OpenAI has unveiled GPT-5.4-Cyber, a specialized iteration of its flagship GPT-5.4 model, meticulously engineered to bolster defensive cybersecurity operations. This advanced model equips verified security professionals with enhanced capabilities, including binary reverse engineering, vulnerability scanning, and malware analysis, all with fewer restrictions compared to standard models.
GPT-5.4-Cyber is specifically trained to lower the refusal boundary for legitimate cybersecurity tasks. It empowers security experts to scrutinize compiled software for potential malware, identify vulnerabilities, and critically assess security robustness without necessitating access to a target’s source code. This binary reverse-engineering capability marks a significant advancement, providing defenders with a powerful tool to inspect software at the machine-code level—a function previously limited to specialized analysts and threat hunters.
OpenAI has classified GPT-5.4 as possessing High cyber capability under its Preparedness Framework, reflecting the model’s elevated potential for dual-use risk. The GPT-5.4-Cyber variant further relaxes these guardrails for authenticated defenders, making it more permissive within controlled, verified environments.
Expanding the Trusted Access for Cyber Program
In conjunction with the model’s launch, OpenAI is significantly scaling its Trusted Access for Cyber (TAC) program. This expansion aims to include thousands of verified individual defenders and hundreds of teams responsible for safeguarding critical software.
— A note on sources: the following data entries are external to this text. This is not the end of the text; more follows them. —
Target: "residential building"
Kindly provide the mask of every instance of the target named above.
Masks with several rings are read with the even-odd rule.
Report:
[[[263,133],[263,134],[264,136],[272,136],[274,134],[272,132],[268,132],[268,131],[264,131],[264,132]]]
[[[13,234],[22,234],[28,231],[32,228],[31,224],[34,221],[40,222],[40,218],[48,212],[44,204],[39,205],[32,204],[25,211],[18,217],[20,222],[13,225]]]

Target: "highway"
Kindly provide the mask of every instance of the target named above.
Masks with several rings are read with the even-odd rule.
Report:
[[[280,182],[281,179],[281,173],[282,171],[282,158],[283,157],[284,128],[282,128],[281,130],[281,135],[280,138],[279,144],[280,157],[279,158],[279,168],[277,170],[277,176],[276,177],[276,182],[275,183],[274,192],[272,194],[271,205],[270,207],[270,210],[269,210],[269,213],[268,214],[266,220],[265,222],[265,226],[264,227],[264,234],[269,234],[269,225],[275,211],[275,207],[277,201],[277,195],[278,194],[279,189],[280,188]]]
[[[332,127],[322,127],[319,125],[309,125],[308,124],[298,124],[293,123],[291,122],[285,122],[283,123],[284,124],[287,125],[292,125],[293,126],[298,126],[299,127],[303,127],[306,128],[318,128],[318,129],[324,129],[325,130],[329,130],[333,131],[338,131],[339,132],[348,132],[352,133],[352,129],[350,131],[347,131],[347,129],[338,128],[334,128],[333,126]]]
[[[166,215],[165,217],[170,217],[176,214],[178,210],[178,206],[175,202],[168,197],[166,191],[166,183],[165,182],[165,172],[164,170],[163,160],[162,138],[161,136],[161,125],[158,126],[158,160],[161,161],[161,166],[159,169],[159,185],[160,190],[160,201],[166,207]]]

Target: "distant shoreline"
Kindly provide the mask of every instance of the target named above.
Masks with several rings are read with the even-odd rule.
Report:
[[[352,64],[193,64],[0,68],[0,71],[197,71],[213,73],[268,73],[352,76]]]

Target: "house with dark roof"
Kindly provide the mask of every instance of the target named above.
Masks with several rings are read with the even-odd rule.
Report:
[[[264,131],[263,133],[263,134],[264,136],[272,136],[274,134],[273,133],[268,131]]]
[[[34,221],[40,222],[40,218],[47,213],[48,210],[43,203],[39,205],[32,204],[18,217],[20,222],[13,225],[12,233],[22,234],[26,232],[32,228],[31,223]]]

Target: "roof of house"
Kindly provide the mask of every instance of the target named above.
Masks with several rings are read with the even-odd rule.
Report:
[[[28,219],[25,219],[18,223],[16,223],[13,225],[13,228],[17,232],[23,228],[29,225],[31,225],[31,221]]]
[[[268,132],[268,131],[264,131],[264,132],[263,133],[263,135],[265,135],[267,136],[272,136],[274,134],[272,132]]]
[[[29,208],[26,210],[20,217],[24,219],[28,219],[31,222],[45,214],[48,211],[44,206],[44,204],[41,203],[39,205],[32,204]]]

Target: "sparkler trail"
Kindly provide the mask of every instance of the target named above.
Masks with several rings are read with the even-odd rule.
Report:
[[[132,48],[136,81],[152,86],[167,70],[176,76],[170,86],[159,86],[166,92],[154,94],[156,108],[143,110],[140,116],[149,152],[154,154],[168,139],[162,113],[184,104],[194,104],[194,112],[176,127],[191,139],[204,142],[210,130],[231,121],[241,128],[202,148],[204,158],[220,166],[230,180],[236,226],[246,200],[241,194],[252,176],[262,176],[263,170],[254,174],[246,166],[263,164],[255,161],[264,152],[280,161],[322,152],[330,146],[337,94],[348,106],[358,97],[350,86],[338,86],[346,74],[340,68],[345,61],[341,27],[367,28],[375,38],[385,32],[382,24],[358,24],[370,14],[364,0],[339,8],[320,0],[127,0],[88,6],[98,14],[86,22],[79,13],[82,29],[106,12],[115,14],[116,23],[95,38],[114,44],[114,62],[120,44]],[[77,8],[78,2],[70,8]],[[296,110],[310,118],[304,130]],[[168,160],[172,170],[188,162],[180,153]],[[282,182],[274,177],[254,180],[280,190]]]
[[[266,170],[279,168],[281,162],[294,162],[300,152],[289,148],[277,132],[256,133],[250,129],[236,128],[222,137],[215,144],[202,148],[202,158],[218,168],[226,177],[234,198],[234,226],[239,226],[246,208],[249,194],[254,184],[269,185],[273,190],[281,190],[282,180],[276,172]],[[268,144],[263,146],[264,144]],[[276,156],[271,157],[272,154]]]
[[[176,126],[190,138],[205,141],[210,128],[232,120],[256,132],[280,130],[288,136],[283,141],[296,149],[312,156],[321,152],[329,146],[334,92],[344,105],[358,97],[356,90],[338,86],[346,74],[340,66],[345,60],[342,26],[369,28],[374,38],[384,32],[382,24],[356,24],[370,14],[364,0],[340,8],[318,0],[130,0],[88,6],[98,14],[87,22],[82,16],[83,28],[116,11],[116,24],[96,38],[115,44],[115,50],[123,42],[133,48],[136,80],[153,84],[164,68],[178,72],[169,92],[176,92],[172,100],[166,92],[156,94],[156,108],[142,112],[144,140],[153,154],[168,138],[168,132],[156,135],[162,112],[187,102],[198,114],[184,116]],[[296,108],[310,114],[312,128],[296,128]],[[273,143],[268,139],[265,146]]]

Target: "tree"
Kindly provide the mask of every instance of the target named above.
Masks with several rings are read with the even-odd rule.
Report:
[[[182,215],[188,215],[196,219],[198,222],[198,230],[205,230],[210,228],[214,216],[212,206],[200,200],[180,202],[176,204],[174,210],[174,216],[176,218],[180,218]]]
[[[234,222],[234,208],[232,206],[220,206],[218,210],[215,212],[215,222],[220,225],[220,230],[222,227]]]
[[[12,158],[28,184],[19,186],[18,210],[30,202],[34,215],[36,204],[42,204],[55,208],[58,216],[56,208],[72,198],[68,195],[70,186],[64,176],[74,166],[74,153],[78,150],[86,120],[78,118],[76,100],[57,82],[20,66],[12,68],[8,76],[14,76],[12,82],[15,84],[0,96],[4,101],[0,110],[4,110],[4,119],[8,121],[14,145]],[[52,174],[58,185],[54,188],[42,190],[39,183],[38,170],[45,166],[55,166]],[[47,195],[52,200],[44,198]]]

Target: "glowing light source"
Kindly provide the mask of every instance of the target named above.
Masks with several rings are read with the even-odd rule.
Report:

Introduced in February 2026, the TAC program now features additional tiers of access, with higher levels of verification unlocking progressively more powerful capabilities. Customers approved for the highest TAC tier gain access to GPT-5.4-Cyber, supporting advanced defensive workflows such as vulnerability research, exploit analysis, and agentic security automation.
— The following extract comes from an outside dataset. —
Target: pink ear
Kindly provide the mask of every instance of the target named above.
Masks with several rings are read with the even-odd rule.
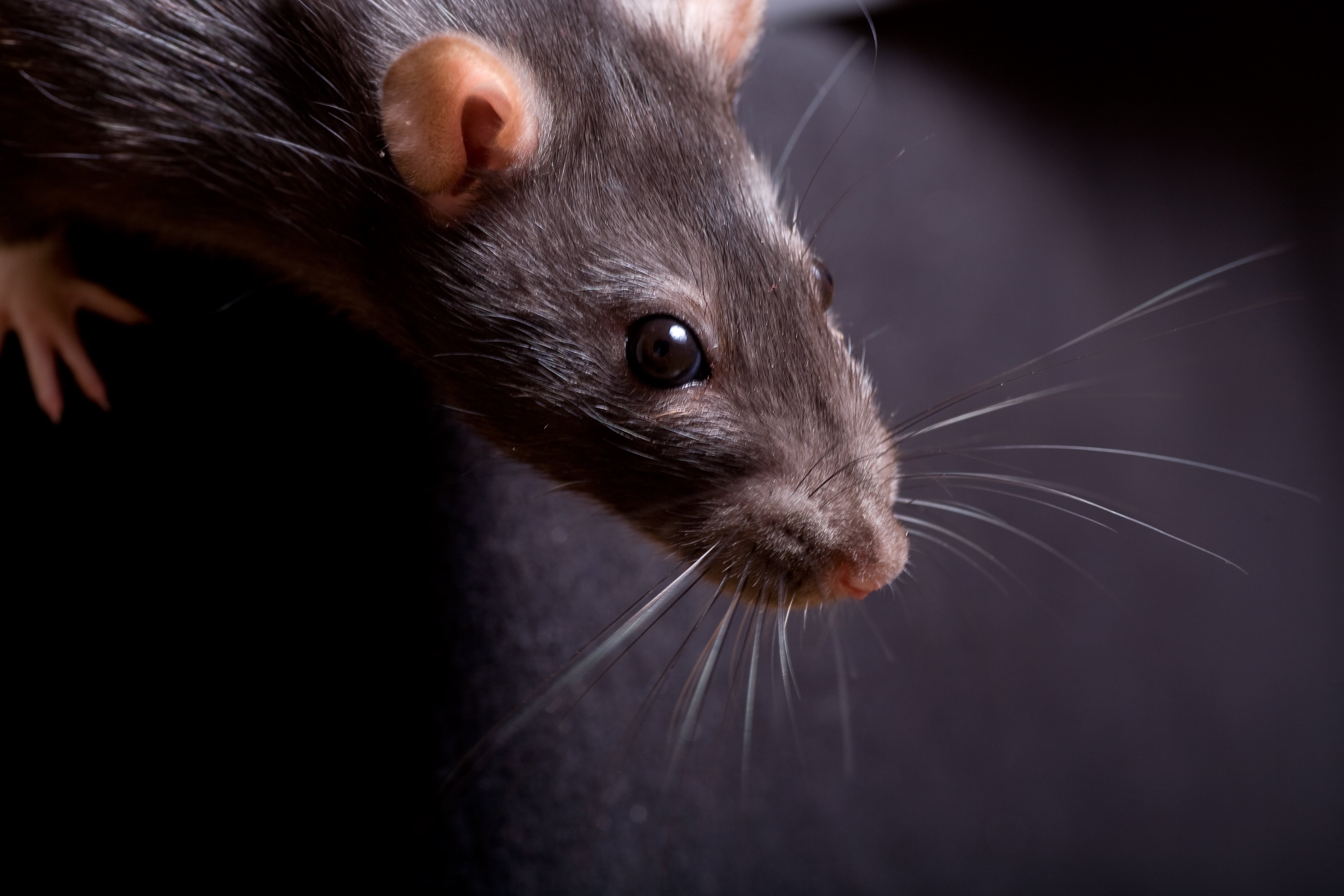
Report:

Individual users can verify their identity at chatgpt.com/cyber, while enterprise teams can request access through their OpenAI representative. Due to its more permissive design, initial deployment is deliberately limited to vetted security vendors, organizations, and researchers. OpenAI notes that access to permissive models may come with restrictions, particularly in Zero-Data Retention (ZDR) environments where the company has less direct visibility into user intent.
Codex Security and the Broader Defensive Ecosystem
The launch of GPT-5.4-Cyber is part of a broader cybersecurity strategy that OpenAI describes as scaling cyber defense in tandem with increasing model capabilities.
A core pillar of this strategy is Codex Security, which automatically monitors codebases, validates issues, and proposes fixes. Since its recent research preview launch, Codex Security has contributed to fixing over 3,000 critical and high-severity vulnerabilities across the ecosystem, in addition to numerous lower-severity findings.
OpenAI also highlighted that capture-the-flag (CTF) benchmark performance across its models improved from 27% on GPT-5 in August 2025 to significantly higher scores with current-generation models, demonstrating rapid capability growth in offensive and defensive cyber tasks.
This move comes one week after rival Anthropic released Claude Mythos to the cybersecurity industry, signaling an escalating AI arms race focused on security-specific model variants.
OpenAI’s TAC program distinguishes itself by emphasizing democratized access, using robust KYC and automated identity verification to expand access based on objective trust signals rather than manual gating decisions.
The company maintains that its safeguards—including account-level monitoring, asynchronous content classifiers, and tiered verification—are sufficient to reduce cyber misuse risk while enabling legitimate defenders to operate at scale.
OpenAI also cautioned that future, more advanced models may necessitate additional safeguards and verification processes to ensure responsible use.